Named Sportswriter of the Year in the state of Illinois a remarkable 19 times, Bob Verdi honed his skills during the six team era. In addition to writing or contributing to six books about Blackhawks players and teams, Verdi also spent three decades as a full time writer at the Chicago Tribune. After years as a beat writer covering the Blackhawks, Verdi became a columnist at the Tribune, and continued to delight sports fans everywhere. A native of Brooklyn and a graduate of Lake Forest College, the Blackhawks named Verdi official team historian in 2010.
The person after whom the award is named receives less recognition than his broadcast award counterpart, Foster Hewitt.
Elmer Ferguson is a legendary figure himself.
Ferguson (February 25, 1885 – April 26, 1972) was a Canadian sports journalist. Born in Charlottetown, Ferguson moved to Montreal in 1910 and became the sports editor of the old Montreal Herald in 1913. Ferguson was one of the most respected and prominent columnists of his time.

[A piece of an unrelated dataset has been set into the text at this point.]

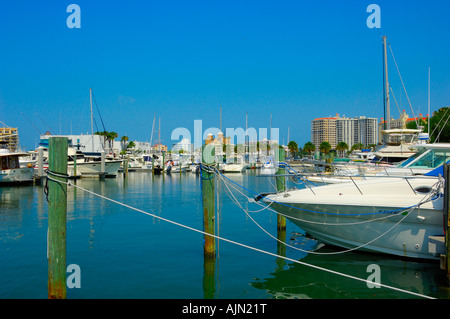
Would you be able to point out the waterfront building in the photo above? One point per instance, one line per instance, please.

He became sports editor of the paper in 1913 and soon became a well known sports journalist with his column “The Gist and the Jest of It”. He was sports editor for the paper for 39 years and continued to write columns until the Herald folded in 1957. He continued to write columns for the now gone as well Montreal Star until a few months before his death in 1972.
In addition to his work in the print media, he was also a colour commentator on radio broadcasts for the Montreal Maroons (1933–1938) and the Canadiens (1938–1967), where he was partnered with Hall of Fame broadcasters Doug Smith and Danny Gallivan.
Ferguson was inducted into Canada’s Sports Hall of Fame as a builder in 1968. In 1984, Ferguson was recognized as one of the first Hockey Hall of Fame media honourees. The award that is given out was named the elmer Ferguson Memorial Award in his honour.